Steve Jobs launching the original iPhone in 2007

But we are where we are. And it could have been so different. Jonny Ive, designer of the iPhone, has publicly acknowledged the down side of one of his greatest triumphs. ‘Humanity deserves better‘, he says. And it does.

My contribution to the ‘mobile revolution’ was the founding of kiwanja.net and the creation of FrontlineSMS. I always did my best to take something of a back seat, to remain relentlessly focused on the end user and to provide tools and access to information and resources that helped social and environmental activists do their own work better. It’s with fondness that I remember a conversation I had with the marketing team at National Geographic when I won my Explorer Award in 2010. I was asked for photos of me in the field working with FrontlineSMS users, and I didn’t have any. Users took the software and did all the work themselves, I told them, without needing me to get in the way. I remain convinced that this is why it worked so well, and the reason it created genuine empowerment and excitement.

That approach seems less compelling today and, as I look back exactly 20 years on, it feels like time to figuratively ‘come in from the cold’. Remaining quiet or passive (or whatever you want to call it) doesn’t really cut it anymore as so much crumbles around me. The big question, of course, is what to do. What might make a difference? How might I contribute? Is it even worth trying? I could easily write a book about all the things that trouble, anger or upset me, but there are probably five that spring immediately to mind.

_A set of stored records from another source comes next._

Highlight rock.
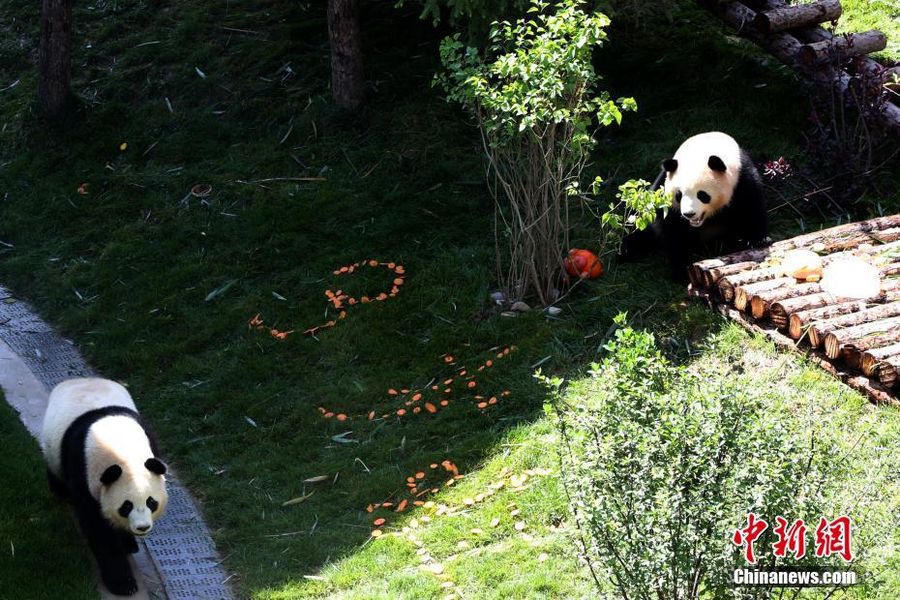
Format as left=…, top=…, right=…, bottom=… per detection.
left=490, top=291, right=507, bottom=306
left=545, top=306, right=562, bottom=317
left=510, top=301, right=531, bottom=312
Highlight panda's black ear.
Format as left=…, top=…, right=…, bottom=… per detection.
left=708, top=155, right=727, bottom=172
left=662, top=158, right=678, bottom=173
left=145, top=458, right=167, bottom=476
left=100, top=464, right=122, bottom=486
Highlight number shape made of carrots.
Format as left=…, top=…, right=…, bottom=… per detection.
left=248, top=260, right=406, bottom=340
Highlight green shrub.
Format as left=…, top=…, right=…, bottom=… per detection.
left=542, top=314, right=848, bottom=599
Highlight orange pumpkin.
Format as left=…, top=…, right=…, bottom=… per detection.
left=564, top=248, right=603, bottom=279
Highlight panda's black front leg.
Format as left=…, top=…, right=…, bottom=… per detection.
left=119, top=530, right=139, bottom=554
left=662, top=210, right=691, bottom=282
left=76, top=506, right=137, bottom=596
left=46, top=468, right=68, bottom=500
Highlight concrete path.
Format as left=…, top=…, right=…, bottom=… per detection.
left=0, top=287, right=233, bottom=599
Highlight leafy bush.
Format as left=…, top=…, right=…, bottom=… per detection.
left=437, top=0, right=636, bottom=305
left=596, top=177, right=670, bottom=256
left=542, top=314, right=847, bottom=599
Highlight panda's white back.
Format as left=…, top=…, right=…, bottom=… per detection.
left=41, top=378, right=137, bottom=477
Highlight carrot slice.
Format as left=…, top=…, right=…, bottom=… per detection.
left=396, top=499, right=408, bottom=512
left=415, top=472, right=425, bottom=479
left=336, top=413, right=347, bottom=421
left=373, top=518, right=386, bottom=526
left=424, top=402, right=437, bottom=414
left=439, top=400, right=449, bottom=407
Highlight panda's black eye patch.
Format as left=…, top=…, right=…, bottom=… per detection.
left=697, top=191, right=711, bottom=204
left=674, top=191, right=683, bottom=202
left=147, top=497, right=159, bottom=512
left=118, top=501, right=133, bottom=517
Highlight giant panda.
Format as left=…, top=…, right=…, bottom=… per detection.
left=621, top=131, right=771, bottom=280
left=41, top=378, right=168, bottom=596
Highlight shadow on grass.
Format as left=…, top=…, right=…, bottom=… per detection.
left=0, top=0, right=895, bottom=597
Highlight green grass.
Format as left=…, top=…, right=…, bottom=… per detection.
left=0, top=0, right=897, bottom=598
left=293, top=323, right=900, bottom=599
left=836, top=0, right=900, bottom=61
left=0, top=398, right=96, bottom=600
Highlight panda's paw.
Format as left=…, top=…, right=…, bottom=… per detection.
left=102, top=568, right=138, bottom=596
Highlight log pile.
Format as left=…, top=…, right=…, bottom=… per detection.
left=702, top=0, right=900, bottom=135
left=691, top=214, right=900, bottom=404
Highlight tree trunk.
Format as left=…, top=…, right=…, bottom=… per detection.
left=690, top=214, right=900, bottom=288
left=860, top=342, right=900, bottom=376
left=754, top=0, right=842, bottom=35
left=750, top=282, right=821, bottom=320
left=327, top=0, right=365, bottom=111
left=808, top=302, right=900, bottom=348
left=799, top=31, right=888, bottom=66
left=38, top=0, right=73, bottom=118
left=771, top=292, right=835, bottom=330
left=734, top=277, right=795, bottom=312
left=718, top=267, right=781, bottom=304
left=824, top=315, right=900, bottom=360
left=788, top=299, right=866, bottom=339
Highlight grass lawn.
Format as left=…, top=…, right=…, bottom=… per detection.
left=0, top=398, right=96, bottom=600
left=0, top=0, right=897, bottom=598
left=838, top=0, right=900, bottom=61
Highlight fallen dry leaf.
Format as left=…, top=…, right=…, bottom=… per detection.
left=281, top=491, right=315, bottom=507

The erosion of US democracy
Increasing political polarisation, attacks on voting rights, disinformation and the undermining of democratic norms have placed the US under serious internal strain, with global implications for us all.

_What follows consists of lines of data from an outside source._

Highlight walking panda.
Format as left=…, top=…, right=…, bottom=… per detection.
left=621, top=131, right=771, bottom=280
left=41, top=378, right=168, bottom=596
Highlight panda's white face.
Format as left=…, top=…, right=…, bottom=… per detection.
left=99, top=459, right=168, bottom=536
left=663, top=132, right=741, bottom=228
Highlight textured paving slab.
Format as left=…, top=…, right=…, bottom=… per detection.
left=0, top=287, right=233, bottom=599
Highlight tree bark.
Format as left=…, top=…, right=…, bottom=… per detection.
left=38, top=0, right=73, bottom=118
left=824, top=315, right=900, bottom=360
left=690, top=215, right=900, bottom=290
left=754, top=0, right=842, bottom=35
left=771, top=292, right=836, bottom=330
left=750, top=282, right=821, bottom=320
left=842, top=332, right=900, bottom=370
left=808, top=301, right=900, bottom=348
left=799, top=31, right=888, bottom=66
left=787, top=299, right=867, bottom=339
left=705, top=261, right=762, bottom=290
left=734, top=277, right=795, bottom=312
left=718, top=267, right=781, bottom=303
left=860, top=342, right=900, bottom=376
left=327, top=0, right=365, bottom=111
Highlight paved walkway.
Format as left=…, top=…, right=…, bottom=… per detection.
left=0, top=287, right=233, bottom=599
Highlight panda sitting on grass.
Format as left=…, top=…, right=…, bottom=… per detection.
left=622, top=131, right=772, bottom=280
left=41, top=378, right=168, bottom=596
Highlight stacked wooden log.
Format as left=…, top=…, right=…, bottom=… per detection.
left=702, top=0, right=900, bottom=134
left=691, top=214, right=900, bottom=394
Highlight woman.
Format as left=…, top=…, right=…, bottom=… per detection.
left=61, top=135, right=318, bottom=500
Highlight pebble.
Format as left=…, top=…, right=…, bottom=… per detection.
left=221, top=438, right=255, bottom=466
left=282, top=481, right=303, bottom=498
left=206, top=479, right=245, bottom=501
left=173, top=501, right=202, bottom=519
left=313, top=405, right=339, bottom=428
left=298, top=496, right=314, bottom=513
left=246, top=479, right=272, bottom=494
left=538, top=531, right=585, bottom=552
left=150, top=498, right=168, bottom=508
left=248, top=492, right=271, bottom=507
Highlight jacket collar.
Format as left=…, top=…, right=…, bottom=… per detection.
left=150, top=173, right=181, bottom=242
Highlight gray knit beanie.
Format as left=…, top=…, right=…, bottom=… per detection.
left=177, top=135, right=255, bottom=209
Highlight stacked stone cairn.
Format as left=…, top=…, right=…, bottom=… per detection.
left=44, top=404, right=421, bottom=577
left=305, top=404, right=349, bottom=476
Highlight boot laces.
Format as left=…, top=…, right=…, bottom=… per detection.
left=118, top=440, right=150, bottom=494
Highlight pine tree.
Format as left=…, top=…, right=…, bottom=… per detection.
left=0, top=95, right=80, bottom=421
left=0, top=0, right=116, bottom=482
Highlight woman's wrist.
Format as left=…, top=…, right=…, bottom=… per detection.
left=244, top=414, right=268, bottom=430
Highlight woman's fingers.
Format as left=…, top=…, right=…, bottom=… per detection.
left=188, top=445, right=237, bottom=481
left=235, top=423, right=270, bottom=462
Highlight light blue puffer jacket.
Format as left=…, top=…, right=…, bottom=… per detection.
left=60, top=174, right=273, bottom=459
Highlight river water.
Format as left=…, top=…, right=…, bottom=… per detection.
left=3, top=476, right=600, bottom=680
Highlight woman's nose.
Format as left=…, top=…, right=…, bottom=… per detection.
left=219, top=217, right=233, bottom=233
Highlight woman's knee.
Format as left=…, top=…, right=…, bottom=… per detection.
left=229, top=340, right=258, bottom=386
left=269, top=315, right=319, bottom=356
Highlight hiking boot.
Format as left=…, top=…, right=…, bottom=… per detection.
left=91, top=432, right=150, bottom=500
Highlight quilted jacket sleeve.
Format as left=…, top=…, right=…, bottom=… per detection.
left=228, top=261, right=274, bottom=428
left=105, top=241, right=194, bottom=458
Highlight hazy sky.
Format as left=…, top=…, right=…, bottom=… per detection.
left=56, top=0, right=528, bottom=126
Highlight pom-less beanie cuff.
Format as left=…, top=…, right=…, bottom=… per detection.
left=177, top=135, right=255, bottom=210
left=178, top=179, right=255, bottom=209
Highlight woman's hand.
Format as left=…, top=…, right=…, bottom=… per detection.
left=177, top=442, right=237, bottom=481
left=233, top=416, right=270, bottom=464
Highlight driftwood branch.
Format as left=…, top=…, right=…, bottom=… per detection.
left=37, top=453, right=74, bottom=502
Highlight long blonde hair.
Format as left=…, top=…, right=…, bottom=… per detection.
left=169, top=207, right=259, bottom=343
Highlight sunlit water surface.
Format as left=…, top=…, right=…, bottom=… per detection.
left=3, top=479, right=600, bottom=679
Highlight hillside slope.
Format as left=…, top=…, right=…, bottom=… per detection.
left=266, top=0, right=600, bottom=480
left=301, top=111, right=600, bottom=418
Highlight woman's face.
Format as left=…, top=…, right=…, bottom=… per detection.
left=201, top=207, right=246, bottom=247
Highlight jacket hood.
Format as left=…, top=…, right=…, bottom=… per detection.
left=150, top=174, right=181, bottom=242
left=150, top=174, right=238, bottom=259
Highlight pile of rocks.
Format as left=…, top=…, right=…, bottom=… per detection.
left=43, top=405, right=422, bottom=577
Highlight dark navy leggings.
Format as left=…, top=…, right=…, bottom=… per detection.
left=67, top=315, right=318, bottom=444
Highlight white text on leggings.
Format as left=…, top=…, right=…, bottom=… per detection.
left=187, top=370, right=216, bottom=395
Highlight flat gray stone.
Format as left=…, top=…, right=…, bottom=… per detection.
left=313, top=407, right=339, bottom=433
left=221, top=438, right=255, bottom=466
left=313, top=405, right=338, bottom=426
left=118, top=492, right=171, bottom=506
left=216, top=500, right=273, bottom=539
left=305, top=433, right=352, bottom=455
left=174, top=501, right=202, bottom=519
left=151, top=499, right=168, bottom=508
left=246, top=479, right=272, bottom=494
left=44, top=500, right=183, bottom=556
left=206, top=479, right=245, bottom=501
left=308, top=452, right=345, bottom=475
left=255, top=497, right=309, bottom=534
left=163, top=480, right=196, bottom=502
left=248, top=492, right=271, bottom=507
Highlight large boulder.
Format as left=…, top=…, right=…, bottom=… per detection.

The ongoing crisis in Palestine
Decades of occupation, repeated military conflict and a deepening humanitarian catastrophe have left millions of Palestinians without security, rights or hope, raising urgent questions about justice, statehood and international accountability.

Buildings hit by Israeli airstrikes, Gaza (Photo: Hatem Moussa)

The climate emergency
Extreme weather, rising sea levels, biodiversity loss and worsening climate-driven inequality threaten global stability. Despite overwhelming scientific consensus, political inaction continues to delay any kind of meaningful progress.

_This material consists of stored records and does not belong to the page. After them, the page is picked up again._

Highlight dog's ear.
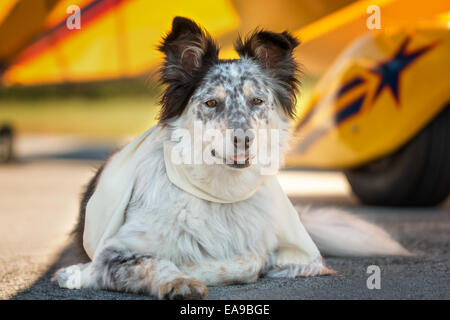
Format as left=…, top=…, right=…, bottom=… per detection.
left=235, top=30, right=299, bottom=69
left=158, top=17, right=219, bottom=121
left=159, top=16, right=218, bottom=76
left=235, top=30, right=301, bottom=118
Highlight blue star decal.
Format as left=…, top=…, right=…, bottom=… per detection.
left=370, top=37, right=437, bottom=105
left=295, top=36, right=439, bottom=154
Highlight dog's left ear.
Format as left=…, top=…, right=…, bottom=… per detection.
left=235, top=30, right=299, bottom=69
left=235, top=30, right=301, bottom=118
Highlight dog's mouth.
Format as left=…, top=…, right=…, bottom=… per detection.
left=211, top=149, right=251, bottom=169
left=228, top=154, right=250, bottom=169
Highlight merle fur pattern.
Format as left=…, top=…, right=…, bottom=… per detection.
left=54, top=17, right=335, bottom=300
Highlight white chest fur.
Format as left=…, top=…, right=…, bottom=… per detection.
left=111, top=140, right=279, bottom=268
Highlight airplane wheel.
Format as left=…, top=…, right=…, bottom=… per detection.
left=345, top=105, right=450, bottom=206
left=0, top=124, right=14, bottom=163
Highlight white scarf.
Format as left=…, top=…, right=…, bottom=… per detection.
left=83, top=125, right=322, bottom=268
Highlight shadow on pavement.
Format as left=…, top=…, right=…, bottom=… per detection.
left=12, top=239, right=153, bottom=300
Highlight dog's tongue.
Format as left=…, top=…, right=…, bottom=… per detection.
left=233, top=154, right=249, bottom=162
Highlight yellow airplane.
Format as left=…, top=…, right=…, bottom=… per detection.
left=286, top=24, right=450, bottom=206
left=0, top=0, right=449, bottom=206
left=282, top=0, right=450, bottom=206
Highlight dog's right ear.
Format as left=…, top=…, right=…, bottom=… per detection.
left=158, top=17, right=219, bottom=121
left=159, top=17, right=219, bottom=77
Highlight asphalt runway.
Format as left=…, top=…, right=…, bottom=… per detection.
left=1, top=135, right=449, bottom=300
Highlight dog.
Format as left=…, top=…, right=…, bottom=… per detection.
left=53, top=17, right=409, bottom=299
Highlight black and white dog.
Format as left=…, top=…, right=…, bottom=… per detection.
left=53, top=17, right=408, bottom=299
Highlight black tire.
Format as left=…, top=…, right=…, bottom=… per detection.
left=0, top=124, right=14, bottom=163
left=345, top=105, right=450, bottom=206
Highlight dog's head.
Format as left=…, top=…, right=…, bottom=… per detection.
left=158, top=17, right=300, bottom=175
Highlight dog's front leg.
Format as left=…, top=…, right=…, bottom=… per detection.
left=264, top=254, right=335, bottom=278
left=181, top=255, right=265, bottom=286
left=53, top=244, right=207, bottom=299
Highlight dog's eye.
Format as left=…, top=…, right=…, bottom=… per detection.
left=205, top=100, right=217, bottom=108
left=251, top=98, right=263, bottom=105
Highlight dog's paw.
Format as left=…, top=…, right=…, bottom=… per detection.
left=158, top=277, right=208, bottom=300
left=266, top=263, right=336, bottom=278
left=52, top=265, right=83, bottom=289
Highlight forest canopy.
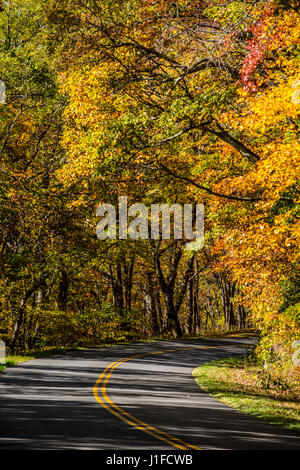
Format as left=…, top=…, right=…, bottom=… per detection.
left=0, top=0, right=299, bottom=375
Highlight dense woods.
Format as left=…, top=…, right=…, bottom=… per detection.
left=0, top=0, right=299, bottom=377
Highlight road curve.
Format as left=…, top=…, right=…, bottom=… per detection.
left=0, top=338, right=299, bottom=450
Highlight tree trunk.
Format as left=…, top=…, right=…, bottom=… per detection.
left=164, top=290, right=182, bottom=337
left=216, top=273, right=236, bottom=329
left=11, top=276, right=47, bottom=352
left=144, top=271, right=160, bottom=336
left=123, top=256, right=134, bottom=311
left=193, top=261, right=201, bottom=334
left=187, top=275, right=194, bottom=335
left=237, top=304, right=247, bottom=329
left=110, top=262, right=124, bottom=314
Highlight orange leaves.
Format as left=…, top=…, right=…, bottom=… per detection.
left=240, top=3, right=300, bottom=92
left=193, top=49, right=299, bottom=324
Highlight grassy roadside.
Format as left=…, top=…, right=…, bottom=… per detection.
left=193, top=356, right=300, bottom=432
left=0, top=346, right=92, bottom=373
left=0, top=329, right=257, bottom=373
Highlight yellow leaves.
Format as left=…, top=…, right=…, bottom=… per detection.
left=269, top=9, right=300, bottom=52
left=239, top=70, right=300, bottom=134
left=248, top=141, right=300, bottom=208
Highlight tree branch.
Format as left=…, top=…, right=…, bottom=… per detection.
left=159, top=162, right=261, bottom=202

The global migration and refugee crisis
War, climate change, economic collapse and persecution are displacing millions worldwide. Yet the response from wealthier nations is often defined by border walls, detention centres and xenophobic policies rather than compassion or responsibility.

The rise of authoritarianism and digital surveillance
From China to Hungary to parts of Africa and Asia, autocratic regimes are consolidating power, often using digital tools to monitor, censor and suppress dissent. This trend threatens human rights, freedom of expression and global democratic norms.

I’ve been fortunate to have built more than enough social capital over the years, and much of it continues to fuel the work I do today. But despite a life largely spent trying to doing good, it no longer feels like enough. Boots on the ground might be a more appropriate response, causing ‘good trouble’ as US Senator John Lewis described it. “Speak up, speak out, get in the way. Get in good trouble, necessary trouble, and help redeem the soul of America” was his civil rights rallying cry.

What it boils down to, at the end of the day, is what we have to lose by taking action, and whether we’re prepared to do it. Throughout history many people have paid the ultimate price for standing up for what they believe in, for getting their boots on the ground. What could I possibly lose for standing up and speaking out compared to those who have given their lives?

Plenty of things keep me awake at night, in particular a sense that I’m not doing enough. Having young children who will inherit this mess doesn’t help. But not knowing what to do is only a part of it. We can always start by speaking up.

So that’s where I’ve decided to start. beginning with this post today. Who will join me?